In the case of unicast, we’d need a separate connection for every receiver as unicast is one-to-one. Each receiver would get exactly the same replicated stream from the source, multiplied by the number of receivers. If it were a 1Mbps stream, perhaps an audio or video feed, this 1Mbps would be multiplied by the number of receivers. More troubling, the source server would have to create an entirely new socket and stream for every interested receiver. This could quickly become a DDoS on the server without the ability to put a load balancer in front of a server farm. Clearly, 1:1 scaling is no scaling at all.

Broadcast has an immediately obvious issue: Most modern networks aren’t all in the same broadcast domain! Of course even if we had some way of sending the broadcast to the whole network, it would be incredibly inefficient. On a network with 100 interested receivers on a network of 10,000 endpoints, most endpoints would receive the broadcast and ultimately discard the traffic.

Unicast May Be Inefficient, but Multicast is Too Hard!
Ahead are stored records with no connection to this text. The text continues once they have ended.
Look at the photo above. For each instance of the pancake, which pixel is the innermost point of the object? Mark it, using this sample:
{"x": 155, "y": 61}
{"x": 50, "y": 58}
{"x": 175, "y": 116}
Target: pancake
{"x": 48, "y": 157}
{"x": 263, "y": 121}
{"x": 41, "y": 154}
Multicast isn’t a corner case solution; it’s already alive and well in your network! Routing protocols use a link-local version of multicast to form adjacency (in most cases). VOIP solutions can use multicast also, by signalling phone endpoints to tune into a multicast stream when placing someone on hold in order to play audio. Streaming video and collaboration solutions can use multicast. Most network fabric solutions such as ACI and SDA use multicast in order to deal with broadcast, unknown unicast and multicast traffic. Multicast is not difficult, and it’s not a corner case solution. Multicast is easy to understand once you learn the fundamentals. Most of the complexity in multicast is around how receivers find the sources in order to receive the feed. Depending on the multicast solution used, this can itself be very simple or very complex. In future posts we’ll dig into the different ways multicast can be implemented and what challenges are present/solved with each.

I hope this basic primer on multicast has been helpful, and sparks an interest in learning more about it. I’ll cover some of the ways to design and implement multicast next. And, of course, I’ll be delivering the Introduction to IP Multicast breakout at Cisco Live US 2019, hope to see you there!